On Mon, 21 Nov 2016, Tim Adowski wrote:

Is there any way to alter EquationSystems::reinit() to not call
refine/coarsen_elements()? These calls prevent me from properly
reinitializing my new QoI class. Or, is there another way to use the
element refinement flags to identify elements that were just
refined/coarsened?

@pbauman pointed me to a GitHub PR discussion where it seems that
these refine/coarsen calls in ES::reinit() are not really necessary
anymore.

This requires some care.


Let me think out loud.


The current AMR in ES::reinit() is three steps:

  1: for backwards compatibility, we assume that the user called for
  MeshRefinement themselves, and we run a prolong_vectors().

  2:  coarsen_elements() (and a restrict_vectors(), if anything
  changed), to shrink the system as much as refinement flags allow.

  3: refine_elements() (and a prolong_vectors(), if anything changed),
  to grow the system to its final requested size.

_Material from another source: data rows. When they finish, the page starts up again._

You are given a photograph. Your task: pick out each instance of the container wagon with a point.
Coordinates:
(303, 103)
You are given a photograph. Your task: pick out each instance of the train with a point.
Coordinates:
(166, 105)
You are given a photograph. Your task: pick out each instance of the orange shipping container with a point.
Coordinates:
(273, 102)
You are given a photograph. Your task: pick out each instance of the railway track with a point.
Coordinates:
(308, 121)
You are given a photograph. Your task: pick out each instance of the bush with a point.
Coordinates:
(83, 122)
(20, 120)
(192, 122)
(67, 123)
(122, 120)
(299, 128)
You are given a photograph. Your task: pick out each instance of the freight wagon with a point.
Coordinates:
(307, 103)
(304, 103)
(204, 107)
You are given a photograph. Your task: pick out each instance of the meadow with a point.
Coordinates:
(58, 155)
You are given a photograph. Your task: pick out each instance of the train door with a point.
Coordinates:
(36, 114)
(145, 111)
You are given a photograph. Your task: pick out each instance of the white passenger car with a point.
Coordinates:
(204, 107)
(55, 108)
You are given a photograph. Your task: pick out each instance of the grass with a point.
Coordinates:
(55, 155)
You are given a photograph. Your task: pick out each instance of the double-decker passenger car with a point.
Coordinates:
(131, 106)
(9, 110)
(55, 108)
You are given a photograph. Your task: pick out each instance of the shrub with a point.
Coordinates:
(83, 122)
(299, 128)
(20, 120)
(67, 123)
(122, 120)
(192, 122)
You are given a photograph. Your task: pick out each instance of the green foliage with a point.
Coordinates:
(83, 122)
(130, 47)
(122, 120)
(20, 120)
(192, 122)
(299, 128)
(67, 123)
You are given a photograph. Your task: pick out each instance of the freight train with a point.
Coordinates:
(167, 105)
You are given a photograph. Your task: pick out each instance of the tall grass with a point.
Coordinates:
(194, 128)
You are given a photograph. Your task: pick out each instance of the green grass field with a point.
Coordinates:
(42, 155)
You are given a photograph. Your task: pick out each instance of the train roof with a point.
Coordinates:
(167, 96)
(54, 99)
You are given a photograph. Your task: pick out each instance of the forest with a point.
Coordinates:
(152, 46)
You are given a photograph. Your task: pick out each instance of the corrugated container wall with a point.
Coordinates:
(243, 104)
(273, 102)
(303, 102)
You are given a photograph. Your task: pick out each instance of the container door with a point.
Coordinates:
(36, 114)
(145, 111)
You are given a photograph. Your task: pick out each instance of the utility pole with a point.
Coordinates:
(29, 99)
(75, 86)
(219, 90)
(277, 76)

In the long run, there's probably three classes of behavior we still
want to support:

  A. Backwards compatibility with apps that call
  refine_and_coarsen_elements() themselves.

  B. Backwards compatibility with apps that flag elements themselves
  but expect libMesh to do the refinement and coarsening.  We could do
  that two ways:

    B1. Two-step coarsen-then-refine, for apps that worry about
    maximum memory use.

    B2. One-step coarsen-with-refine, for apps that worry about total
    CPU use.


And in all those cases, we want:

α. The final refinement flags should properly indicate
JUST_REFINED/JUST_COARSENED elements.


You need us to support α.  (α+A, if you're using the adaptivity code in
GRINS, right?)  We need to not break A or B.  We can support either B1
or B2 in the short run without adding an API for both.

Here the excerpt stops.